Scalable Usefulness
November 26, 2018
Whether it’s a glass ceiling we’re looking up at or the night sky, there’s a deep desire in every human to go higher—to pursue the unspoken dream that seems impossible yet equally probable. It is that point in our minds when we decide whether to take the high road, or the heavily trampled one because the ends no longer justify the means. This dichotomy of decision making, you know, weighing the options of giving it your all knowing that there’s a good chance you’ll still fall short or the option of the monotony that will surely follow a life of settling for the easier path of least resistance, is where the waters part. It’s a place where we lose friends and gain acquaintances.
But in the mental vacillation all people experience as they attempt to determine what choice to make we, often times inadvertently, ask ourselves about this thing called scalable usefulness—a concept of actually taking the higher road one step at a time—making the tough decisions a little more achievable. But all of this nice words don’t make the decision any easier. It’s a mind game we sometimes play with ourselves. A mind game of stretching and reaching until we’ve made a little ground, finding our stride, then giving it all we’ve got, knowing in the back of our minds it would come to this eventually. That’s what seems to happen when we choose ‘usefulness.’
We bite the bullet. We dig in, face the consequences of our actions and cowboy up. Undoubtedly, we will find ourselves alone at times—on the side of the peak, hanging by a thread. We’ll question our own motives and abilities, attempting to quell our beating hearts when things get tough. We might even weigh the option to turn back—but for the ones who choose usefulness, there really is no turning back.
It’s the same internal drive that makes people stay late at work, push a little more on the track, jump in the deep end, and deal with it all…the internal dialogue we have with ourselves about the elephants in the rooms we occupy. The thing we just can’t pretend we didn’t see or hear—the problem that we were made to help solve. That’s usefulness, and in all honesty, sometimes doesn’t seem to pay off. So why do we keep at it and how can we make it more scalable, and therefore less likely to cause a burnout or ruptured disc?
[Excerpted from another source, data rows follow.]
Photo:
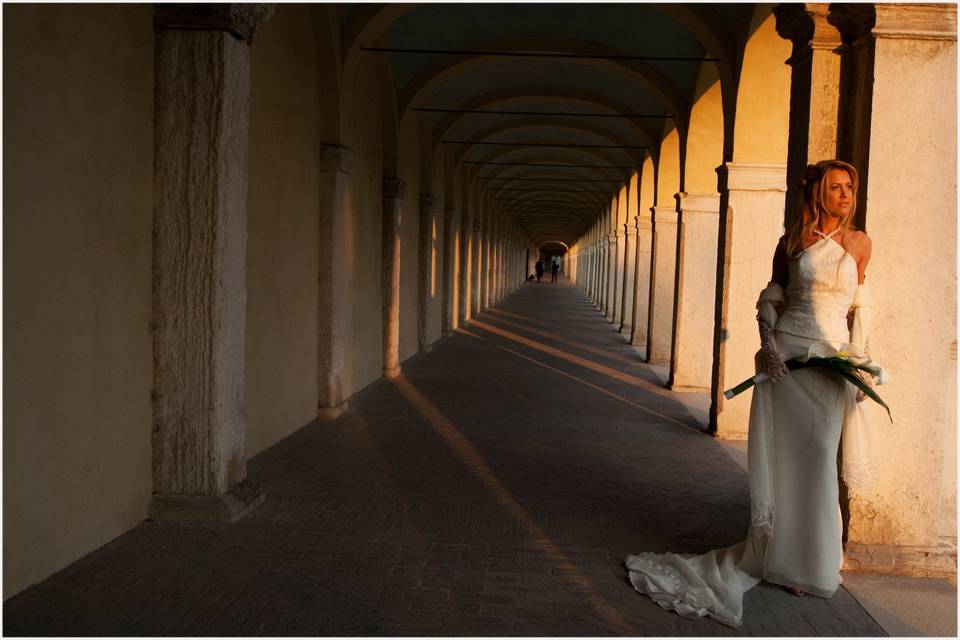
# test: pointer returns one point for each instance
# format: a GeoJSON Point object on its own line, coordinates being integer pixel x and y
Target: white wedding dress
{"type": "Point", "coordinates": [794, 537]}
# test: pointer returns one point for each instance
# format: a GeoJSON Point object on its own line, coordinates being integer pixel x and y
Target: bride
{"type": "Point", "coordinates": [816, 295]}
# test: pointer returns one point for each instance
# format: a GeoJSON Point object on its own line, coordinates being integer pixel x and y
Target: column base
{"type": "Point", "coordinates": [332, 413]}
{"type": "Point", "coordinates": [237, 503]}
{"type": "Point", "coordinates": [902, 560]}
{"type": "Point", "coordinates": [689, 388]}
{"type": "Point", "coordinates": [391, 372]}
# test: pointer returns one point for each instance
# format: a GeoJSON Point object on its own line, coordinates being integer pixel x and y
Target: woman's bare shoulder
{"type": "Point", "coordinates": [858, 244]}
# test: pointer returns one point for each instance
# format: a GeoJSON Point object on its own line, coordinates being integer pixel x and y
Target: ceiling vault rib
{"type": "Point", "coordinates": [557, 179]}
{"type": "Point", "coordinates": [544, 164]}
{"type": "Point", "coordinates": [542, 54]}
{"type": "Point", "coordinates": [548, 144]}
{"type": "Point", "coordinates": [499, 112]}
{"type": "Point", "coordinates": [547, 189]}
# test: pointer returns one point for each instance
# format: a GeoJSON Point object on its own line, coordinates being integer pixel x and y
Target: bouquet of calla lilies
{"type": "Point", "coordinates": [849, 360]}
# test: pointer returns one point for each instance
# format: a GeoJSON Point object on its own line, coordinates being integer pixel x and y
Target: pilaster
{"type": "Point", "coordinates": [202, 96]}
{"type": "Point", "coordinates": [394, 191]}
{"type": "Point", "coordinates": [690, 364]}
{"type": "Point", "coordinates": [333, 324]}
{"type": "Point", "coordinates": [425, 269]}
{"type": "Point", "coordinates": [662, 285]}
{"type": "Point", "coordinates": [814, 88]}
The main reason I think of as to why we keep at it, being useful, is because we have to—we’re wired that way. All living species are wired to reproduce, survive, thrive even. So when we see a way of being useful, a part of us wants to fill that void, solve the problem, or step in an be the hero. But when the going gets tough, the tough sometimes shrink back… back into the shadows of this cat and mouse game with our true nature. We look at the sheer face of the problem, year after year, or time after time, and realize that our efforts pale in comparison to the shadow cast by this behemoth of a situation. So instead of being useful, we pass the buck, or worse, pretend there is no problem at all. Maybe we jump on the bandwagon of renaming the problem, giving it a PR agent and colored ribbon. Maybe we join in with the complainers who have already succeeded their God-given usefulness to cheer on helplessness.
Enter the crab mentality. If we can’t solve the problem quickly, cheaply, or easily then we all must stay in the muck of the problem itself, right? That’s becoming the wide road in America. We can’t fix it so let’s pretty it up and make it palatable even though it is killing us. Not a great outcome especially when we get honest with ourselves about the past. If we, as a nation, had chosen the collective crab-think, we’d all be speaking with a cool accent but I’d be a slave. My grandmother would have been locked up for being too independent. My aunt would have never voted and my father would have to deny my birthright existence because my parent’s marriage would never have been sanctioned. My grandfather could still practice his vocation as priest, but be relegated to nice-nice sermons about nothing much because controversy might lead to insurrection and we can’t have that now, can we? There are hundreds of other parallels that could be drawn. Or we make the decision to scale our efforts toward usefulness.